CreateBuffer(m_vulkanParams.Device,
bufferInfo,
m_transformFeedbackBuffers.TFbuffer,
m_transformFeedbackBuffers.TFmemory,
nullptr,
VK_MEMORY_PROPERTY_DEVICE_LOCAL_BIT,
m_deviceMemoryProperties);
// Counter buffer
bufferInfo.size = sizeof(uint32_t);
bufferInfo.usage = VK_BUFFER_USAGE_TRANSFORM_FEEDBACK_COUNTER_BUFFER_BIT_EXT | VK_BUFFER_USAGE_INDIRECT_BUFFER_BIT;
// Create the counter buffer in local device memory.
CreateBuffer(m_vulkanParams.Device,
bufferInfo,
m_transformFeedbackBuffers.CounterBuffer,
m_transformFeedbackBuffers.CounterMemory,
nullptr,
VK_MEMORY_PROPERTY_DEVICE_LOCAL_BIT,
m_deviceMemoryProperties);
}
In CreatePipelineObjects we create two pipeline objects. One for capturing vertex attributes and the other to draw raindorps (quads) with blending enabled.

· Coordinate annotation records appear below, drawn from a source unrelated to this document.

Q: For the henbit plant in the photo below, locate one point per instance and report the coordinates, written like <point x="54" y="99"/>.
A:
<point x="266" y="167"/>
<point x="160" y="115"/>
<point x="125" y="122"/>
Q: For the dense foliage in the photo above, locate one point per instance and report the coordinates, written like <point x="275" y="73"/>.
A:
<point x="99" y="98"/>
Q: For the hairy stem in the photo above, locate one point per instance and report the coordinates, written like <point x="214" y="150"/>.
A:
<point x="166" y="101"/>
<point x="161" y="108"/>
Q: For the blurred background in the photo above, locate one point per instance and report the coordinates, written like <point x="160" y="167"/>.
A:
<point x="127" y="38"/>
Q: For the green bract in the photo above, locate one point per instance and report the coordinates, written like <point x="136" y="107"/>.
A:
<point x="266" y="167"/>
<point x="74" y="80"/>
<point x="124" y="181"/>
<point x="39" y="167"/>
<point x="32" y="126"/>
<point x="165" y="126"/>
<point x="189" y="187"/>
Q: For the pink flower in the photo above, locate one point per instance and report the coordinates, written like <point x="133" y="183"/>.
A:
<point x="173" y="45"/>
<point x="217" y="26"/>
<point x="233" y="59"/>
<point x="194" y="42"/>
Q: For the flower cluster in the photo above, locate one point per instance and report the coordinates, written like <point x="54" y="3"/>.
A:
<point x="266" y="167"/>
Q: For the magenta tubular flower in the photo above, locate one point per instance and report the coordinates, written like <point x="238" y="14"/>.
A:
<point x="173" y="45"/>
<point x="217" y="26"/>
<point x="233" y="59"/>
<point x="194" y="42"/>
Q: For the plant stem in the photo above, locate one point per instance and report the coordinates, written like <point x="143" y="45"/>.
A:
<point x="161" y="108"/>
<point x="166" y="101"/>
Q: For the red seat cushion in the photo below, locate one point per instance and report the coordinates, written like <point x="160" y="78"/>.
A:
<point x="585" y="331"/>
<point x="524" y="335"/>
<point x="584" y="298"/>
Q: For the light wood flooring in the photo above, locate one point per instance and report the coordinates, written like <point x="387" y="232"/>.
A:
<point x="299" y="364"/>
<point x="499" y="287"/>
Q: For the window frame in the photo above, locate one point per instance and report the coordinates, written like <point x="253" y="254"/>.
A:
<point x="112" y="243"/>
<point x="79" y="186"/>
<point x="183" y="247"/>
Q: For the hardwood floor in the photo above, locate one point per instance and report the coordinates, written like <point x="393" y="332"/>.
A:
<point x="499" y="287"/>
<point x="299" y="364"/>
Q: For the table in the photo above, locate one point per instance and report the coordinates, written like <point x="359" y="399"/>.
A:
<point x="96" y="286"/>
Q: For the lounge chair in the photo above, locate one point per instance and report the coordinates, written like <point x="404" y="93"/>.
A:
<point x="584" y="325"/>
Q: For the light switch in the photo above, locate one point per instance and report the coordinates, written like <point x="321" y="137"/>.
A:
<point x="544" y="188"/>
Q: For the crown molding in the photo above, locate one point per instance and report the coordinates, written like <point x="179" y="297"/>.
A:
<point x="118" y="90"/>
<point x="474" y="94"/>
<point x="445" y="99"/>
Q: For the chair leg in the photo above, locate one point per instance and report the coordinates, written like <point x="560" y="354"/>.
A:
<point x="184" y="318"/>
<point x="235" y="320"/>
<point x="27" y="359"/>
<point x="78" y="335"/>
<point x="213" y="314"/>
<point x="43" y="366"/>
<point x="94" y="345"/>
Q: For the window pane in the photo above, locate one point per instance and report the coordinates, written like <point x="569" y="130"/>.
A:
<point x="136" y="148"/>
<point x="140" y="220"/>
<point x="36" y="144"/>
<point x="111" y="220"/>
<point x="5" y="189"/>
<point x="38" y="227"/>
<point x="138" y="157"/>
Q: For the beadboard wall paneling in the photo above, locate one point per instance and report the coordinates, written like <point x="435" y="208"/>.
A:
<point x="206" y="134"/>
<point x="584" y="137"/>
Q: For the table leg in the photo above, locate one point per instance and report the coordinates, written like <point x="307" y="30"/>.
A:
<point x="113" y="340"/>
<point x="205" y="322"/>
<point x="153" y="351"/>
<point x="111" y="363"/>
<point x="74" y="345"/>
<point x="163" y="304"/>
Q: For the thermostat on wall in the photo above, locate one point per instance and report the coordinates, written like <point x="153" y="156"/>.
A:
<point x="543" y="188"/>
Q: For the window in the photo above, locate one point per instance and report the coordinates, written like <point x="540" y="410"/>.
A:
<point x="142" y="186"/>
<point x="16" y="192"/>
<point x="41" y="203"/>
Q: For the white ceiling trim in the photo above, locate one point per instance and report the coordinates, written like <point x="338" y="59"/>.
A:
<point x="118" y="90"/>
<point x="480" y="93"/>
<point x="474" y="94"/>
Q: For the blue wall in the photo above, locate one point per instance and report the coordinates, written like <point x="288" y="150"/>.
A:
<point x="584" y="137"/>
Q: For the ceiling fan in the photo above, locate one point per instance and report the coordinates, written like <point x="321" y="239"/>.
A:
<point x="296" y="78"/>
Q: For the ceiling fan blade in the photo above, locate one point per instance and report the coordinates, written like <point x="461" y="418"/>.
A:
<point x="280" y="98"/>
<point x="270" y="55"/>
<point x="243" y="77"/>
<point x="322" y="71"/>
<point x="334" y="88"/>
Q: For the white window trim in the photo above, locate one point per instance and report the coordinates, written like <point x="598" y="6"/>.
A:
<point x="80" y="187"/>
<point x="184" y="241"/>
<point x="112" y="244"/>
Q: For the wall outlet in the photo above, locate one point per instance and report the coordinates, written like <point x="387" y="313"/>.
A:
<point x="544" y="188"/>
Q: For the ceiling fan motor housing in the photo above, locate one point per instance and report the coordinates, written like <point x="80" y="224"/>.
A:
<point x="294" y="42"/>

void VKTransformFeedback::CreatePipelineObjects()
{
//
// Set the various states for the graphics pipeline used by this sample
//
//
// Input assembler state
//
// Vertex binding descriptions describe the input assembler binding points where vertex buffers will be bound.
// This sample uses a single vertex buffer at binding point 0 (see vkCmdBindVertexBuffers).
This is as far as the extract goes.